Oldest writer ever on Booker Prize Shortlist
This year’s shortlist for the £50,000 Booker Prize for fiction has already notched up a first. Alan Garner, author of the allegorical fable Ridley Walker (Fourth Estate), is the oldest ever writer to be shortlisted in the prize’s 53-year history. Should he win, he will be 88 on the night the prize is announced.
The other shortlisted novels are: Glory (Chatto) by NoViolet Bulawayo, Small Things Like These (Faber) by Claire Keegan; The Trees (Influx Press) by Percival Everett;
The Seven Moons of Maali Almeida (Sort of) by Shehan Karunatilaka; and Oh William! (Viking) by Elizabeth Strout.

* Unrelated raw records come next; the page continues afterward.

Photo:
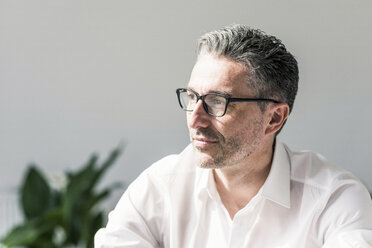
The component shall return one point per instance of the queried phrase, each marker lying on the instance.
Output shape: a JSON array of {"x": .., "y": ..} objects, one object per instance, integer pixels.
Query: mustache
[{"x": 208, "y": 133}]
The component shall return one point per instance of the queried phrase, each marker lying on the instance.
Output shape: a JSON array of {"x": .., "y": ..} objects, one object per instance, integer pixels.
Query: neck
[{"x": 238, "y": 184}]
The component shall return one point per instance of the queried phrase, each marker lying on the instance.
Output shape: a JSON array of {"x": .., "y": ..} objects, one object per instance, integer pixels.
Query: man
[{"x": 235, "y": 185}]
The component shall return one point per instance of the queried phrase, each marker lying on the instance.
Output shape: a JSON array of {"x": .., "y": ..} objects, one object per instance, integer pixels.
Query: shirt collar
[{"x": 276, "y": 187}]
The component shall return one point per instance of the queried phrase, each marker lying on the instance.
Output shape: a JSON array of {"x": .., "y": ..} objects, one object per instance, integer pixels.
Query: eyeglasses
[{"x": 215, "y": 104}]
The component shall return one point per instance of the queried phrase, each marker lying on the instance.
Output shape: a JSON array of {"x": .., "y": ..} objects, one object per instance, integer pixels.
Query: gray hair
[{"x": 273, "y": 69}]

Glory is a satire that echoes Animal Farm, based around the fall of former president of Zimbabwe, Robert Mugabe. Small Things Like These is set against the background of Ireland’s so-called Magdalene laundries where unmarried mothers were treated harshly. The Trees is based on the real-life lynching of Emmett Till in Mississippi in 1955. The Seven Moons of Maali Almeida is set during the Sri Lankan civil war. Elizabeth Strout’s Oh William!, is the third novel in the author’s Lucy Barton series, and follows Lucy’s reflections on marriage following the death of her second husband.
Announcing the shortlist from the Serpentine Pavilion in Hyde Park, London, Booker Prize judges chair Neil MacGregor said in all six books “something momentous happens to an individual or to a society. They realize what they are and what they can become.”
The winner will be announced on Monday, 17 October.